Late last week, President Trump issued a directive that would purportedly “cancel” the recent changes in the Cuban Assets Control Regulations made under President Obama’s administration. This announcement caused confusion in the business community, which had relied on the Obama administration’s changes to begin commercial engagement in Cuba. Even though the directive actually leaves many of the Obama administration’s policies in place, the new directive – once implemented – will likely create issues for U.S. businesses in Cuba.

The directive is designed to ensure that Cuba’s Grupo de Administracion Empresarial (“GAESA”), a business conglomerate run by Cuba’s military, does not benefit from any increase in U.S.-Cuba engagement. To implement this portion of the directive, the State Department has been directed to list entities with which transactions will be prohibited, and it is unclear how many entities the State Department will list. GAESA is estimated to control up to 60 percent of the Cuban economy. However, according to the FAQs issued by OFAC, deals that are in place prior to the issuance of new regulations implementing the directive will be permitted.
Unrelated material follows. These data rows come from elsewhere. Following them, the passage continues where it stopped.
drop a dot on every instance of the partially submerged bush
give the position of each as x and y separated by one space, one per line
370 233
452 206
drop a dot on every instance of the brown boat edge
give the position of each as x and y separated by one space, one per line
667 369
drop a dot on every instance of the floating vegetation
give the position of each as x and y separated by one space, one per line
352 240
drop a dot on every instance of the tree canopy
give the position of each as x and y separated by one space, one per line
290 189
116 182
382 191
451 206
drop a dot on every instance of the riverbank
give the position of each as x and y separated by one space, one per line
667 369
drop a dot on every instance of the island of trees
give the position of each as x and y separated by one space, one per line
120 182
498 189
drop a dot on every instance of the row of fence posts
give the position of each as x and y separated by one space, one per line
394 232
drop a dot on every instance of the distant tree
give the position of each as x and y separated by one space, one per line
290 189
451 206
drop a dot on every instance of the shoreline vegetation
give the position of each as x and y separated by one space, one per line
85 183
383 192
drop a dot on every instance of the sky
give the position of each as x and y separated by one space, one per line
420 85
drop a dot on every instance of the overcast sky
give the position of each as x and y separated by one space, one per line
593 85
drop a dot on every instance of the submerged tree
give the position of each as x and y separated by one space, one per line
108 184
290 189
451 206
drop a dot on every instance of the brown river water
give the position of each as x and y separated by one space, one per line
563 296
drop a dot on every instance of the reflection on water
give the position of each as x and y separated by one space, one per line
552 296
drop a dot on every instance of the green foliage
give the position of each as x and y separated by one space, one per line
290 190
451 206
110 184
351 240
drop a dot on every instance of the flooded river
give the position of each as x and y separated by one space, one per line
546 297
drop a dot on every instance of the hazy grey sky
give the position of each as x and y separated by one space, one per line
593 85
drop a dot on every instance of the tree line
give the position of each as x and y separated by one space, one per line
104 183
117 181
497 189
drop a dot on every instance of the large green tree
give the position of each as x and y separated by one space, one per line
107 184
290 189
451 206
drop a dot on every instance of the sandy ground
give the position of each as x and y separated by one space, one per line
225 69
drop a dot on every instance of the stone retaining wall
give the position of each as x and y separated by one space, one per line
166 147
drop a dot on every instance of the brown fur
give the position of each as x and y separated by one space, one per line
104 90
The directive will significantly limit individual person-to-person travel. However, it will continue to allow remittances to Cuba, including transactions that are incidental to effecting remittances. Many such transactions could otherwise be prohibited by the new regulations.

Multiple agencies will be involved in rewriting the rules and how long it will take to write new rules is unclear. We will provide updates here as they become available.